Iran-Usa, progressi a Ginevra ma ‘linee rosse’ di Trump restano: lo scenario

di Redazione Il Giornale dei Mercati Finanziari
18/02/2026
in Esteri

Progressi, ma ancora non sufficienti. Iran e Stati Uniti archiviano i colloqui con Ginevra, all’orizzonte potrebbe anche esserci un nuovo round di trattative per disinnescare la crisi. Washington sottolinea che “le linee rosse” fissate da Donald Trump sono ancora ben visibili. Teheran apre ad un nuovo incontro che ci sarà solo se prima verranno preparate e scambiate le bozze di un accordo tra le parti.

La posizione dell’Iran
Il ministro degli Esteri iraniano Abbas Araghchi ha parlato di intesa sui principi generali e di un sistema costruttivo, ma contemporaneamente ha chiesto la cessazione immediata delle minacce americane sull’uso della forza contro l’Iran. Secondo Araghchi, comunque, sono stati fatti dei passi avanti importanti rispetto agli incontri precedenti.

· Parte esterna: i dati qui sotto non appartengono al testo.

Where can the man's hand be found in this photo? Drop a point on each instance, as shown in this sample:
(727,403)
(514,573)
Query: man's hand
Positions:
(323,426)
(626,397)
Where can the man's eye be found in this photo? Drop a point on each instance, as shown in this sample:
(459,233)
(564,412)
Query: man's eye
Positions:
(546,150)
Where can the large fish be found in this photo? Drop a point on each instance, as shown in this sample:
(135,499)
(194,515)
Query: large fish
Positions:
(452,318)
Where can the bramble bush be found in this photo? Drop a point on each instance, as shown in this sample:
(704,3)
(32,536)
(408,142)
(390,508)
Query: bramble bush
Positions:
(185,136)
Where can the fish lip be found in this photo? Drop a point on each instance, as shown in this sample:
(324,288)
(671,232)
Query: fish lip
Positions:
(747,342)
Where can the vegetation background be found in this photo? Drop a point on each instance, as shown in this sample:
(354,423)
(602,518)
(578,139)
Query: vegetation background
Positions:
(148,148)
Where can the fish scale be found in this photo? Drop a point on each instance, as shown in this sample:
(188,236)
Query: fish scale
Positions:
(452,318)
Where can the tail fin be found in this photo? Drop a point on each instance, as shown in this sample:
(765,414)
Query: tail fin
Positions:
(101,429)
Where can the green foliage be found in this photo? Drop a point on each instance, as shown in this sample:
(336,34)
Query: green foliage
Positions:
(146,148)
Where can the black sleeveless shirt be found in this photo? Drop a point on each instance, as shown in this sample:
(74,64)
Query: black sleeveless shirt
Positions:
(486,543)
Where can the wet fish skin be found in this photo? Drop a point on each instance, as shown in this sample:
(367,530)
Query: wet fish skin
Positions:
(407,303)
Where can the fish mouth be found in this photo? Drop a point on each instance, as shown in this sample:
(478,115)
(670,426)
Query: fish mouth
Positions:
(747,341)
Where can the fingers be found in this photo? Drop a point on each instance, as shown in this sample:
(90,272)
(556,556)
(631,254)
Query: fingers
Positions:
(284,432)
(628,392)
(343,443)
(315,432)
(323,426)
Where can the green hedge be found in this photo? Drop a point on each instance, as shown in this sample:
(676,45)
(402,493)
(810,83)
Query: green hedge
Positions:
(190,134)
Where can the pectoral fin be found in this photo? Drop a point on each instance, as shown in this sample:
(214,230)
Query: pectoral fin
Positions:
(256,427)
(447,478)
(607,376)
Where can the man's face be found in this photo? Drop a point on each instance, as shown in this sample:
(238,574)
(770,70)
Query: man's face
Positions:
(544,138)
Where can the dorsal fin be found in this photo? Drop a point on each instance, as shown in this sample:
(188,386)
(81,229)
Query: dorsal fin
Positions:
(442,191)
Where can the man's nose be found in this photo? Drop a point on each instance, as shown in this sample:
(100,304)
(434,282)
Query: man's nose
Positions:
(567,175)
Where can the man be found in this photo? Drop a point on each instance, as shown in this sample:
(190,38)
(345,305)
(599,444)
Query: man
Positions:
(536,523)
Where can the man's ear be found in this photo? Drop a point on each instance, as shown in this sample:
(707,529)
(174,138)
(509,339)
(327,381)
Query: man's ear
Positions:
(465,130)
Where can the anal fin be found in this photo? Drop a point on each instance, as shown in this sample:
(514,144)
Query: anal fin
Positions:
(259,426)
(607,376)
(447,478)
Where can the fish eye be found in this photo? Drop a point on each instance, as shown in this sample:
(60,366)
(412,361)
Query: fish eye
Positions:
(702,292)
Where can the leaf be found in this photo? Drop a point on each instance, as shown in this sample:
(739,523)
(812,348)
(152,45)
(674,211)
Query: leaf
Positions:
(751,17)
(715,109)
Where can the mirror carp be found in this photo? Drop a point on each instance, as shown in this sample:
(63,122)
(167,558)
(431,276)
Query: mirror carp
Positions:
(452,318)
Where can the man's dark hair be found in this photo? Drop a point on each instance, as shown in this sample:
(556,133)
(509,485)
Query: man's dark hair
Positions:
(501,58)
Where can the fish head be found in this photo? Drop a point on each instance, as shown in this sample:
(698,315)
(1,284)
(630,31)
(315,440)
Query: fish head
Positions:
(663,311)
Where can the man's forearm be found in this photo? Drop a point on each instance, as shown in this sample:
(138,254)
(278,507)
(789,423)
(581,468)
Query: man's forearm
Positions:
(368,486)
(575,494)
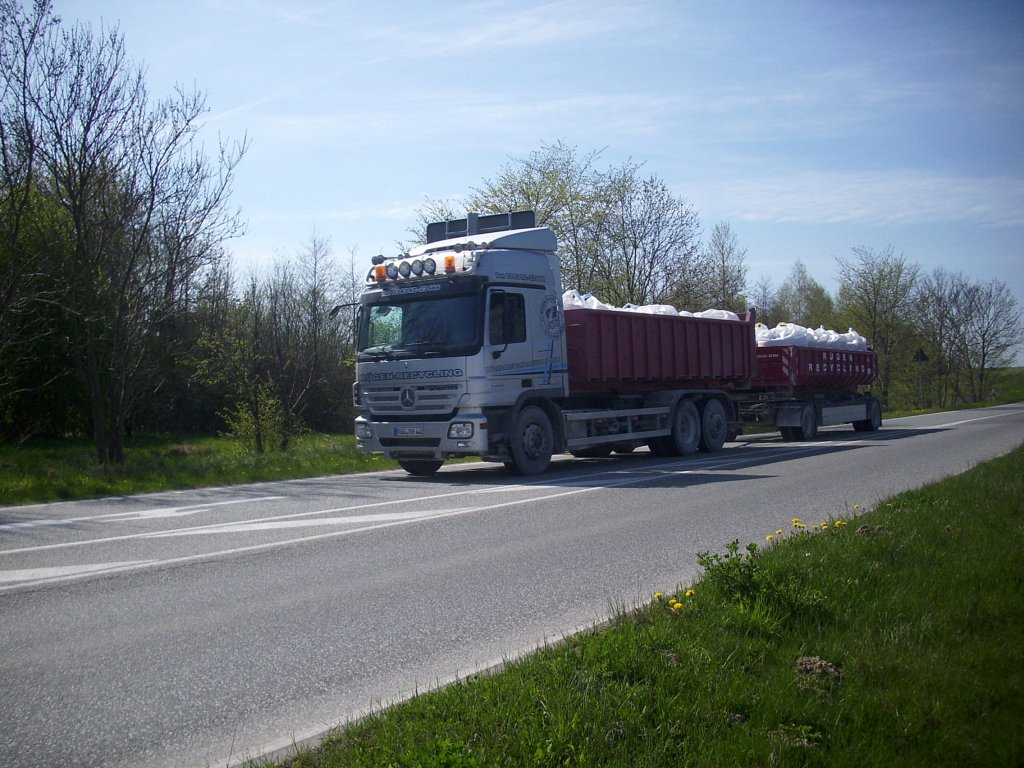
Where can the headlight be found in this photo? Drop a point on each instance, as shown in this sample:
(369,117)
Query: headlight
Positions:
(461,430)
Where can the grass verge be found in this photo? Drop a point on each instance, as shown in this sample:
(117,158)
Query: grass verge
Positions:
(895,638)
(60,470)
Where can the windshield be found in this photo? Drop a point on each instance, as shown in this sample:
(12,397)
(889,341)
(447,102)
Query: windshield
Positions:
(421,328)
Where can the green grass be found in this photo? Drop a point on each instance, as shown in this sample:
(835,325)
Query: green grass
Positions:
(57,470)
(895,638)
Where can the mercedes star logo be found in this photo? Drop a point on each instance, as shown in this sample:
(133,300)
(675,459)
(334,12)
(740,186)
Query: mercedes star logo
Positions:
(407,397)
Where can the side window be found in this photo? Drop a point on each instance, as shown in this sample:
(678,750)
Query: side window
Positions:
(507,318)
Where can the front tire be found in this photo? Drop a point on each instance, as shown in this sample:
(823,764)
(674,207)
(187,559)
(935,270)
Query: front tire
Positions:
(532,441)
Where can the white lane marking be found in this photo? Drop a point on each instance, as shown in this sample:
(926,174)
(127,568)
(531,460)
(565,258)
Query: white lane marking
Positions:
(632,477)
(249,526)
(141,514)
(963,421)
(587,481)
(62,572)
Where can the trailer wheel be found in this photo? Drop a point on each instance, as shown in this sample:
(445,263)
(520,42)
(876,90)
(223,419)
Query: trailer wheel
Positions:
(595,452)
(873,421)
(685,437)
(420,467)
(531,441)
(808,428)
(714,425)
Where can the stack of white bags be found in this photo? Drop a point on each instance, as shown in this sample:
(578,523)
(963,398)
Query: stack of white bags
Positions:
(783,335)
(790,334)
(574,300)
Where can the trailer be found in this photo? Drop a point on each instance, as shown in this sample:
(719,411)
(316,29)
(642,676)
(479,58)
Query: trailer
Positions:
(798,389)
(465,348)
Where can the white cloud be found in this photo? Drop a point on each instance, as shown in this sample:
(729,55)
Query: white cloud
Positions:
(882,198)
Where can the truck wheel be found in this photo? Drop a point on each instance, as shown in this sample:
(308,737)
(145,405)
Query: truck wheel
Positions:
(531,441)
(808,428)
(873,420)
(714,425)
(685,437)
(420,467)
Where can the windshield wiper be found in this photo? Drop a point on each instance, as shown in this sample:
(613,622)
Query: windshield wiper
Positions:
(428,347)
(381,351)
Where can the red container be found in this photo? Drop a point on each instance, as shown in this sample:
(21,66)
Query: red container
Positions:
(624,351)
(798,369)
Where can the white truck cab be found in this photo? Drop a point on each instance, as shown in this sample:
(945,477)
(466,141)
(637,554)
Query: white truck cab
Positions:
(456,336)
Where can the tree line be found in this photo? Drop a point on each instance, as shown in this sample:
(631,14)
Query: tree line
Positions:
(121,312)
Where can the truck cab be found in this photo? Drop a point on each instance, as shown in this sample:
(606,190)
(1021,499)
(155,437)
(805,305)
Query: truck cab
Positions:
(457,335)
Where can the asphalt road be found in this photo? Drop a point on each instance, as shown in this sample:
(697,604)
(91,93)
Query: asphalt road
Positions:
(203,627)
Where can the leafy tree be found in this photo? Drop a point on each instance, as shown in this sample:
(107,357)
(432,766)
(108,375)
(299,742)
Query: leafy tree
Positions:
(803,300)
(876,295)
(621,237)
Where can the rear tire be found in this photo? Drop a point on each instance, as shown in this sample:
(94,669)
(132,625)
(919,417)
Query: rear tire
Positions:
(873,421)
(808,428)
(714,425)
(685,437)
(420,467)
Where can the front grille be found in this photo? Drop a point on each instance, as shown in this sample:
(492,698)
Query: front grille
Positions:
(410,441)
(430,399)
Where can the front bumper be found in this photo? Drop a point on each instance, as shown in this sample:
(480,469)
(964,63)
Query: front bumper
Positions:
(428,439)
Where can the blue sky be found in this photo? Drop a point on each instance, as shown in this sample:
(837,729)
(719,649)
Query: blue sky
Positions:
(810,126)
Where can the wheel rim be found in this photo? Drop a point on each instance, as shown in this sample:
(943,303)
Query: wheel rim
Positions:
(534,440)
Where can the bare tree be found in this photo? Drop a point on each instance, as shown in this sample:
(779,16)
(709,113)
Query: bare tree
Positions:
(649,238)
(139,204)
(765,299)
(727,260)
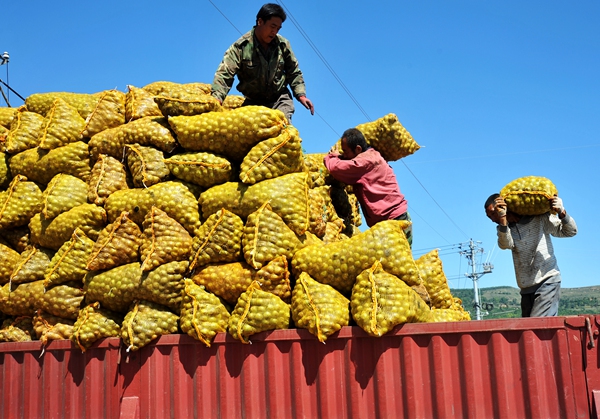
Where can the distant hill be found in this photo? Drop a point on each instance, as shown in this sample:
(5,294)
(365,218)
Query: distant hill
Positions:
(505,302)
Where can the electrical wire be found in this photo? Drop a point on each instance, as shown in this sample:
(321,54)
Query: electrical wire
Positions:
(226,18)
(351,96)
(322,58)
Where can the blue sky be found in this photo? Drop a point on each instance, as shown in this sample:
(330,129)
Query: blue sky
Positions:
(491,90)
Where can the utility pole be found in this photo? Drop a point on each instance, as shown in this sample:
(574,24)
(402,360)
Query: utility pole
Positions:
(470,253)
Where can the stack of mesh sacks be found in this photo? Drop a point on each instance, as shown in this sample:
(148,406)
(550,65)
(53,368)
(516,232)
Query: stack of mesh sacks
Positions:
(161,211)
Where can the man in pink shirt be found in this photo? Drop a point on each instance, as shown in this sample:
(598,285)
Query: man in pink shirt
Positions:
(372,180)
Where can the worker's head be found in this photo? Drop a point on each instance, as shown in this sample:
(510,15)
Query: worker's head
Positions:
(490,207)
(495,203)
(269,19)
(353,143)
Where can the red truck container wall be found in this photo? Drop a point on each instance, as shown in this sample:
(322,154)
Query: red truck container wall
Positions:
(534,368)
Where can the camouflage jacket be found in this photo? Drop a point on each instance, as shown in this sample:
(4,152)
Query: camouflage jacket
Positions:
(260,78)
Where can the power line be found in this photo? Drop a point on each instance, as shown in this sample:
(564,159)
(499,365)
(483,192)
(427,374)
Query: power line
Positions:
(349,93)
(339,80)
(433,199)
(223,14)
(322,58)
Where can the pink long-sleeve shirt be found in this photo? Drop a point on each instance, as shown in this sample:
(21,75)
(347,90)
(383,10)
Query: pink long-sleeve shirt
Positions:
(374,184)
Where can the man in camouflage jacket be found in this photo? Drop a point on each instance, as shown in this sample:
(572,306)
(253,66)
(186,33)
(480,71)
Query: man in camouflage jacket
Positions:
(265,65)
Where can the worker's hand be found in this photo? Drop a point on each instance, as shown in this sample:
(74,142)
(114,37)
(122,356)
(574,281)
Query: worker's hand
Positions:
(307,104)
(557,205)
(500,207)
(219,100)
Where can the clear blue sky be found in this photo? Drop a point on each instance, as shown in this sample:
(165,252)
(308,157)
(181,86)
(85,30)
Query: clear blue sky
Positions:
(491,90)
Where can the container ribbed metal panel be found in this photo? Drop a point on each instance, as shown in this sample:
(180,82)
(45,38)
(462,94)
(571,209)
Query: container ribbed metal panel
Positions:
(521,368)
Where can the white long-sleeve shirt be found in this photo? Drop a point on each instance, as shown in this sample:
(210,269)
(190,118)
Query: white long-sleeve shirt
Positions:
(531,245)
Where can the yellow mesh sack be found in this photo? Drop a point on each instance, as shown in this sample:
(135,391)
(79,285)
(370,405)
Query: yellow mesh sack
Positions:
(22,300)
(117,244)
(109,112)
(380,301)
(227,280)
(3,134)
(164,285)
(8,259)
(90,218)
(62,126)
(319,308)
(320,208)
(41,166)
(17,330)
(147,131)
(232,133)
(449,315)
(230,280)
(422,292)
(42,102)
(24,131)
(287,195)
(232,102)
(266,236)
(338,264)
(203,169)
(186,103)
(145,322)
(333,231)
(139,103)
(32,265)
(63,300)
(169,88)
(219,239)
(136,201)
(274,277)
(179,202)
(49,327)
(346,204)
(18,238)
(146,165)
(108,175)
(6,116)
(203,315)
(389,137)
(273,157)
(529,195)
(116,288)
(70,261)
(257,311)
(63,193)
(435,281)
(318,173)
(19,203)
(164,240)
(95,323)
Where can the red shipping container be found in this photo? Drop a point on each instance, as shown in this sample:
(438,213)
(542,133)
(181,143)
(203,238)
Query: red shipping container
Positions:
(513,368)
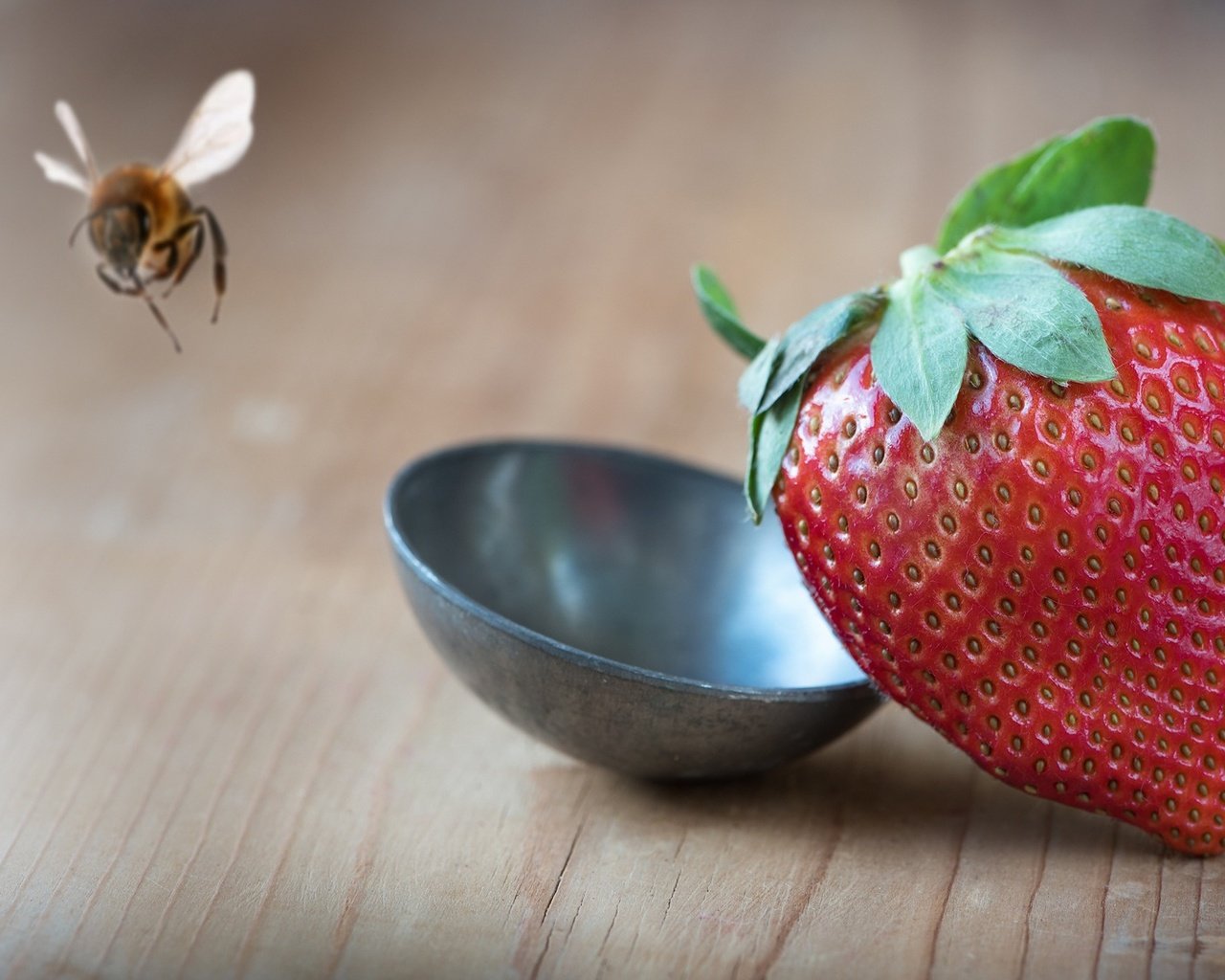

A confermare progressi è anche il ministro degli Esteri dell’Oman, Badr al-Busaidi che nel ruolo di mediatore ha parlato di obiettivi comuni e di spirito costruttivo, mettendo l’accento sul “contributo del direttore generale dell’Aiea, Rafael Grossi” che, dice, “è stato molto apprezzato”. Nel frattempo il presidente iraniano Masoud Pezeshkian ha ribadito che Teheran non rinuncerà all’industria nucleare per scopi civili e che in base alla “fatwa della Guida Suprema, non stiamo cercando in alcun modo di dotarci di armi nucleari”.
La posizione degli Usa
”Da un lato, è andato tutto bene”, ha dichiarato il vicepresidente statunitense J.D. Vance a Fox News, ma “dall’altro era molto chiaro che il presidente (americano, ndr.) aveva stabilito alcune linee rosse che gli iraniani non sono ancora pronti a riconoscere e risolvere”.
“Sono stati fatti progressi nei colloqui con l’Iran, ma restano ancora molti dettagli da discutere”, ha detto un funzionario statunitense ad Axios. “Gli iraniani hanno assicurato che nelle prossime due settimane presenteranno proposte dettagliate per affrontare e ridurre alcune delle divergenze ancora aperte tra le rispettive posizioni”, ha aggiunto il funzionario.Intanto, la macchina bellica americana rimane accesa: gli Stati Uniti hanno spostato in Medio Oriente oltre 50 F-35, F-22 e F-16 nelle ultime 24 ore.